L'autre livre se nommait "Coran". Même laïus : c'est intéressant, c'est la dictée du Dieu des "musulmans". Le Bouffon ignorait le mot. "Inculte, lui dit la liberté de culte. C'est cette religion dont vous appelez les croyants "mahométans".

- Ah mais ouiiiiii ! Comment puis je deviner, si vous changez les mots ? 

- On a bien changé le gouvernement. Et le mot français "musulman" existe dès le 16e siècle. Et je n'ai pas encore parlé des protestants...
- Mais oui, il y eut un édit de tolérance, il y a quoi...
- Il date de 1787", souffla la cultivée liberté de culte, qui continua, en évoquant les Evangiles.

- A l'aide ! criait on du dehors. 

- Encore du tapage, soupira le Bouffon, je retourne à ma Patience. 
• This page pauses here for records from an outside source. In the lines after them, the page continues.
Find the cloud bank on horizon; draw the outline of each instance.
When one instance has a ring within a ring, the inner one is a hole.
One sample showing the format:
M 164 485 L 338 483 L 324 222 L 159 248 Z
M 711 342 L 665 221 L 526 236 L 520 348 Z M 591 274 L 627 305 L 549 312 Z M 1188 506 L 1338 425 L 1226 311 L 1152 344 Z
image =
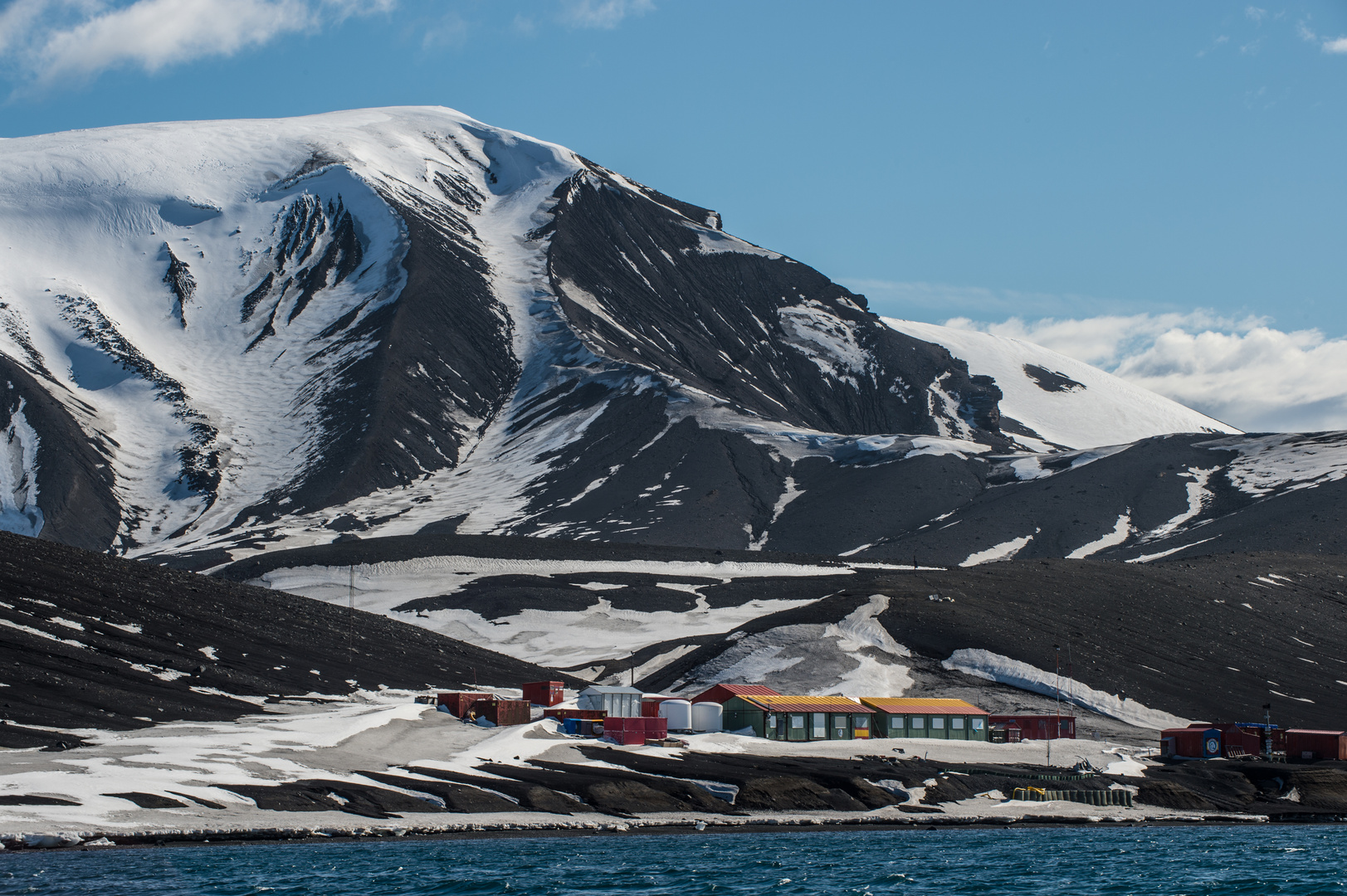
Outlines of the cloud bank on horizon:
M 0 59 L 36 89 L 79 84 L 116 69 L 155 74 L 232 57 L 280 38 L 319 32 L 354 16 L 389 13 L 400 0 L 11 0 L 0 8 Z M 616 28 L 652 0 L 560 0 L 555 22 Z M 424 8 L 418 9 L 424 15 Z M 455 9 L 439 15 L 462 28 Z M 519 18 L 517 18 L 519 19 Z M 531 22 L 519 22 L 532 27 Z M 427 26 L 435 34 L 435 26 Z
M 1317 329 L 1207 310 L 944 325 L 1043 345 L 1246 431 L 1347 428 L 1347 338 Z

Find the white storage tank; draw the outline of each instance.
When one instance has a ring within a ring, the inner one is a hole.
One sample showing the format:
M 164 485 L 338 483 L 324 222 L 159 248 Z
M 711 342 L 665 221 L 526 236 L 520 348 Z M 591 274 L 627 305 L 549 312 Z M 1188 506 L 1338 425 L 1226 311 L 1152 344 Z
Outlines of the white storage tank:
M 692 705 L 692 730 L 718 732 L 725 721 L 725 707 L 719 703 Z
M 660 718 L 668 719 L 668 730 L 692 730 L 692 705 L 687 701 L 660 701 Z

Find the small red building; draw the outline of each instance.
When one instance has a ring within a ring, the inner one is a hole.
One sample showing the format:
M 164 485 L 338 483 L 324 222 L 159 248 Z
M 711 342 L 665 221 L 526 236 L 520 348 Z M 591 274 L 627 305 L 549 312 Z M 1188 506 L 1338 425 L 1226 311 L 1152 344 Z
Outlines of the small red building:
M 1262 756 L 1263 734 L 1258 729 L 1250 729 L 1238 722 L 1193 722 L 1188 728 L 1215 728 L 1220 732 L 1220 753 L 1226 759 L 1241 759 L 1243 756 Z
M 1286 759 L 1347 759 L 1347 732 L 1320 732 L 1308 728 L 1286 730 Z
M 1160 732 L 1160 755 L 1165 759 L 1218 759 L 1224 732 L 1206 724 L 1167 728 Z
M 558 709 L 554 706 L 543 710 L 543 718 L 603 718 L 605 715 L 607 713 L 601 709 Z
M 467 714 L 467 710 L 477 701 L 489 698 L 490 694 L 481 691 L 449 691 L 435 695 L 435 709 L 439 709 L 450 715 L 457 715 L 462 718 Z
M 626 746 L 640 746 L 648 740 L 664 740 L 669 736 L 668 719 L 648 715 L 609 715 L 603 719 L 603 740 Z
M 723 703 L 731 697 L 780 697 L 780 694 L 765 684 L 713 684 L 688 702 Z
M 521 687 L 524 699 L 535 706 L 556 706 L 566 699 L 566 682 L 528 682 Z
M 1020 740 L 1025 741 L 1055 741 L 1061 738 L 1076 738 L 1075 715 L 990 715 L 987 725 L 1012 725 L 1020 729 Z
M 473 703 L 467 711 L 493 725 L 528 725 L 532 721 L 532 710 L 528 701 L 506 701 L 486 695 Z

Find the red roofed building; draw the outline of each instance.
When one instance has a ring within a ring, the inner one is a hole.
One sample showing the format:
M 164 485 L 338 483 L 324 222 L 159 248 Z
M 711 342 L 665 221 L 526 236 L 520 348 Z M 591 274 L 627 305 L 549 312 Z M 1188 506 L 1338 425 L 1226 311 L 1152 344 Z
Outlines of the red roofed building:
M 862 697 L 861 702 L 874 711 L 874 730 L 880 737 L 987 740 L 987 710 L 964 701 L 932 697 Z
M 710 702 L 710 701 L 707 701 Z M 777 741 L 849 741 L 870 737 L 869 706 L 849 697 L 734 695 L 723 703 L 723 730 L 753 729 Z
M 715 684 L 691 698 L 692 703 L 725 703 L 731 697 L 780 697 L 766 684 Z

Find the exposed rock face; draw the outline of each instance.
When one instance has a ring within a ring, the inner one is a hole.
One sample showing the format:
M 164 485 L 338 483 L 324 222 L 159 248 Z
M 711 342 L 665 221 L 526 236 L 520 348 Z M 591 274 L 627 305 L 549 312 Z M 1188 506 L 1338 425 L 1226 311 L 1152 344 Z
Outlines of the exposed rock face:
M 1029 531 L 921 527 L 1024 480 L 1024 453 L 1047 476 L 1087 437 L 1228 431 L 1022 344 L 987 366 L 714 212 L 447 109 L 27 137 L 0 177 L 0 357 L 23 419 L 44 408 L 42 458 L 15 455 L 34 507 L 0 525 L 88 547 L 457 531 L 962 561 Z M 1138 500 L 1187 501 L 1172 484 Z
- Si tu veux, mais tu rateras l'épreuve. 

- Bon, admit le Bouffon de très mauvaise grâce, si cela signifie que je dois m'extraire d'ici..." Il contourna l'arbuste en Cœur, sans entendre la suite de l'évangile selon Saint Mathieu, quel dommage. 

Un homme proférait des menaces, clamant qu'il allait tuer celui qu'il poursuivait. Sa proie, homme également, trébucha sur une racine, ce qui fit rire le prêtre qui voulait l'attraper. L'homme était tombé sur la racine chrétienne de la France, d'après l'homme d'Eglise. Ce trait d'esprit ne fut pas du goût de l'homme poursuivi, et une rixe commença. Le Bouffon, sans avoir reçu de consignes, fonça et se retrouva mêlé, il les sépara. "Très bien, dit la Liberté des Cultes. Puis, au prêtre : citoyen, tu es un réfractaire, hein ? 

-Non, répondit le prêtre. Je suis constitutionnel. Le citoyen Hébert agit anticonstitutionnellement." La rixe faillit reprendre. Le Bouffon, le regard rivé sur ses cartes, inquiet qu'il leur arrive quelque chose, s'en retourna les séparer. Hébert avait lancé son journal en 1790. Le Père Duchesne constituait un trésor pamphlétaire, d'un enthousiasme révolutionnaire. Ce journal, le Bouffon le surnommait affectueusement "ma petite feuille de chou", mais ce n'était pas une insulte de sa bouche. Au contraire, il n'en manquait pas un numéro. Il comptait souvent des mots grossiers, tels...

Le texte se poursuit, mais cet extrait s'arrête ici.